I thought, “If cancer doesn’t kill me, these “treatments” will.” Determinedly, I pushed back on my doctors to give me a break, which is what I needed. This also gave me time to focus on my holistic therapies and develop specific healing strategies that assisted and eased my mental state.
Due to my extensive experience in meditation, I crafted meditations that ranged from imagining myself dancing through fire to burn cancer to waves of colors wafting through my body, raising my vibration with every color change. These meditations, coupled with the love from my son, dog, family, and friends, allowed me to alter my perspective and envelop myself in the collective healing effort. At this time, I switched from fighting the cancer to loving it. I embraced it with my entire being and thanked it for the lessons it was giving me.
During my final chemo session, I hugged myself and caressed my abdomen, stating, “Thank you; it’s time for you to leave.” My mind was at peace, and I felt a dramatic shift not only in my body but in the vibration of my being. My final scan occurred five months after my public declaration that I would be healed. The words I spoke were true – I was cancer-free!

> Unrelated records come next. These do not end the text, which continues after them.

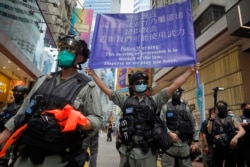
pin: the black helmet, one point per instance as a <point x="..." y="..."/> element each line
<point x="75" y="44"/>
<point x="138" y="75"/>
<point x="20" y="88"/>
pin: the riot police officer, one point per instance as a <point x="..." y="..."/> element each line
<point x="138" y="118"/>
<point x="43" y="142"/>
<point x="19" y="93"/>
<point x="223" y="128"/>
<point x="179" y="120"/>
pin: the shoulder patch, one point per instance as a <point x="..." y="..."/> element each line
<point x="91" y="84"/>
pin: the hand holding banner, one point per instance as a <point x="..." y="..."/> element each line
<point x="163" y="37"/>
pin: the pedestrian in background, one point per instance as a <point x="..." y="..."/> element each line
<point x="8" y="111"/>
<point x="19" y="93"/>
<point x="206" y="141"/>
<point x="43" y="143"/>
<point x="181" y="123"/>
<point x="109" y="133"/>
<point x="137" y="122"/>
<point x="92" y="143"/>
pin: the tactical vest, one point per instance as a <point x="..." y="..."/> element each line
<point x="137" y="121"/>
<point x="57" y="96"/>
<point x="43" y="134"/>
<point x="8" y="112"/>
<point x="225" y="131"/>
<point x="226" y="127"/>
<point x="143" y="112"/>
<point x="175" y="115"/>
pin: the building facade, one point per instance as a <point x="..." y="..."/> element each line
<point x="223" y="49"/>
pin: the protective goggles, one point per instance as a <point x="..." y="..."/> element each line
<point x="70" y="45"/>
<point x="139" y="82"/>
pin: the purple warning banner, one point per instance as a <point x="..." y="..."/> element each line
<point x="163" y="37"/>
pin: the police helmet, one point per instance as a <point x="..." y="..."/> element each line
<point x="20" y="88"/>
<point x="74" y="44"/>
<point x="136" y="76"/>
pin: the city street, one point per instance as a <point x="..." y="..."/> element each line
<point x="109" y="157"/>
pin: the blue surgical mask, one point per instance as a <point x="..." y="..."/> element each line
<point x="66" y="59"/>
<point x="141" y="88"/>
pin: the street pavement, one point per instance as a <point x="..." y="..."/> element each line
<point x="109" y="157"/>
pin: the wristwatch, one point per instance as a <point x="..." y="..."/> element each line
<point x="210" y="119"/>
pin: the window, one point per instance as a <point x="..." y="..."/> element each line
<point x="208" y="18"/>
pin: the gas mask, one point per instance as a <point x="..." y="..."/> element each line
<point x="222" y="111"/>
<point x="140" y="86"/>
<point x="66" y="59"/>
<point x="176" y="97"/>
<point x="18" y="97"/>
<point x="246" y="112"/>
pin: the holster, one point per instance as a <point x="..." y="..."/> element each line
<point x="78" y="159"/>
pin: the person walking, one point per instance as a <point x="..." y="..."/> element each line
<point x="181" y="123"/>
<point x="92" y="143"/>
<point x="136" y="131"/>
<point x="109" y="133"/>
<point x="223" y="128"/>
<point x="66" y="94"/>
<point x="206" y="141"/>
<point x="243" y="152"/>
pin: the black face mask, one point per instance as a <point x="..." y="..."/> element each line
<point x="222" y="111"/>
<point x="246" y="112"/>
<point x="18" y="97"/>
<point x="176" y="98"/>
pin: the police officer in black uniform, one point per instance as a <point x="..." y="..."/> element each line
<point x="19" y="93"/>
<point x="226" y="131"/>
<point x="139" y="130"/>
<point x="44" y="142"/>
<point x="180" y="121"/>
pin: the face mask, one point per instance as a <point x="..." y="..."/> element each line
<point x="246" y="112"/>
<point x="18" y="97"/>
<point x="176" y="95"/>
<point x="222" y="111"/>
<point x="66" y="59"/>
<point x="140" y="88"/>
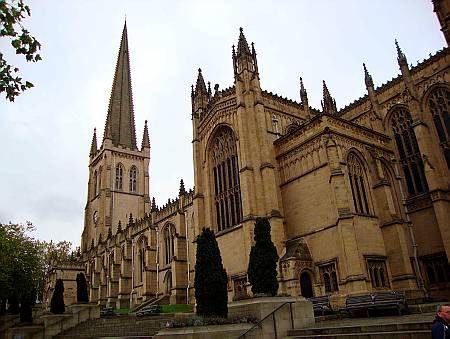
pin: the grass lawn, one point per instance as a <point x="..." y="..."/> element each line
<point x="175" y="308"/>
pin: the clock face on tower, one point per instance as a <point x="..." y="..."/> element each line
<point x="95" y="218"/>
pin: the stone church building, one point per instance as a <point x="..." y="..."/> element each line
<point x="358" y="198"/>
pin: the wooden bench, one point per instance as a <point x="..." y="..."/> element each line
<point x="106" y="311"/>
<point x="149" y="310"/>
<point x="377" y="300"/>
<point x="321" y="303"/>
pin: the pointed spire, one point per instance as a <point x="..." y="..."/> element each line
<point x="304" y="98"/>
<point x="182" y="189"/>
<point x="120" y="126"/>
<point x="303" y="94"/>
<point x="243" y="48"/>
<point x="94" y="143"/>
<point x="367" y="78"/>
<point x="401" y="58"/>
<point x="200" y="86"/>
<point x="145" y="137"/>
<point x="328" y="103"/>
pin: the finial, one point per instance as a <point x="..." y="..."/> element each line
<point x="400" y="55"/>
<point x="367" y="77"/>
<point x="182" y="189"/>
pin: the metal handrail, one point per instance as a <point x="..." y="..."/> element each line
<point x="258" y="324"/>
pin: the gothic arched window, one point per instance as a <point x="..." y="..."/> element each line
<point x="439" y="102"/>
<point x="133" y="185"/>
<point x="119" y="177"/>
<point x="142" y="244"/>
<point x="408" y="151"/>
<point x="225" y="176"/>
<point x="356" y="173"/>
<point x="168" y="235"/>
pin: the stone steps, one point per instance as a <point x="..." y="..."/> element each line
<point x="118" y="326"/>
<point x="394" y="327"/>
<point x="422" y="334"/>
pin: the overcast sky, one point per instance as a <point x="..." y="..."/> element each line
<point x="46" y="133"/>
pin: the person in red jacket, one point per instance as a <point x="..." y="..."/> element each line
<point x="441" y="327"/>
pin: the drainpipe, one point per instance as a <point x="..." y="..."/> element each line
<point x="410" y="228"/>
<point x="157" y="261"/>
<point x="188" y="261"/>
<point x="132" y="273"/>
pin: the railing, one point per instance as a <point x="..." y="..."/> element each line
<point x="272" y="314"/>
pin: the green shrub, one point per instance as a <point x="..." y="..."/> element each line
<point x="82" y="295"/>
<point x="57" y="303"/>
<point x="262" y="266"/>
<point x="210" y="277"/>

Throughout my journey to practice resilience, I used many holistic therapies to put my mind in a healing state, kept an open mind, and allowed others to participate in assisting me. I meditated daily using affirmations and prayers and envisioned multiple ways to heal my body. Meditation helped my mind shift from fighting the cancer to loving the cancer. Once I made that shift, the cancer left.
My advice to you is to love yourself and give yourself grace for things out of your control. By loving yourself more, you can forgive yourself and others, bringing yourself peace. Inner peace gives you the clarity to formulate a strategy that works for you and grants you the strength and resolve you need.